Hollywood design studio yU+co combined graphics, animation, and clever lighting techniques in the creation of the title and a four-minute opening sequence for John Woo’s latest thriller Paycheck.

Taking as its theme the elusiveness and transience of memory, the title sequence sees words and names form out of random characters on a computer screen before being quickly erased. These vanishing graphics serve as a metaphor for the film’ plot – the desperate struggle of the main character, Michael Jennings (Ben Affleck), to reconstruct his past, explains yU+co’s creative director, Garson Yu.

“We wanted to convey the idea that Jennings has had his memory erased,” explains Yu. “The computer screen is a symbol for his memory. Words emerge but are immediately erased. Those words are like the clues Jennings receives during the course of the story, clues he needs to reconstruct his past and understand what is happening to him.”

The four-minute opening sequence that plays under the main title graphics, introduces Affleck’s character – an engineer who makes his living by stealing other engineers’ designs. The live-action sequence shows Jennings engage in an act of industrial espionage. Having obtained a new holographic computer at a trade show, he takes it into a laboratory and, by reverse engineering, reproduces an improved version of the device.

Working with Woo, yU+co designed the sequence and created the visual effects and CG animation featured in it. These include a hologram of a woman whose three dimensional face emerges from a computer monitor and who later appears as a standalone 3D character. To create this, yU+co artists shot the woman against greenscreen, and then applied 2D lighting effects to give her the ephemeral quality of a hologram.

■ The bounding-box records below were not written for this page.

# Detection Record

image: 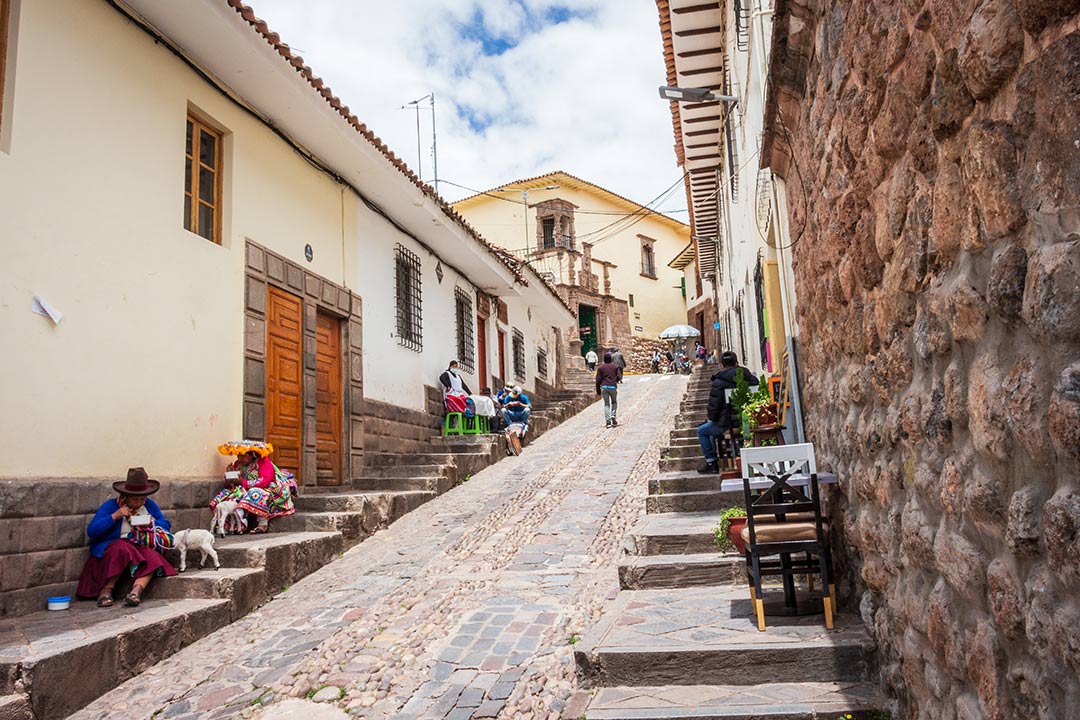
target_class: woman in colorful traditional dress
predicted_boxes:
[76,467,176,608]
[211,440,297,533]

Several animations were created for the sequence to show the process Jennings uses in his work. As he deconstructs the computer in a laboratory, its internal parts become visible as 3D projections, allowing him to divine the secrets of the underlying technology.

“Our task was to develop a visual means for explaining the process of reverse engineering,” explains yU+co lead designer, Yolanda Santosa. “As reverse engineering is accomplished through trial and error, Jennings tests and examines individual components of the computer in turn until he understands how it works.”

As the live-action footage of Jennings was filmed before animation work was begun, the team had to match Affleck’s physical actions as he moves around the lab. “We had to build the sequence around the live action,” Santosa says. “The film production provided us with dailies so that we could find shots that worked with our idea. It involved a lot of editing and a lot of experimenting with shots to see what made sense in terms of the whole sequence."

“John wanted to portray Jennings’ character as slick and confident, really smart,” adds Yu. “Editorially, we strove to express that, using devices such as jump cuts and speed frames to make the sequence contemporary and hip.”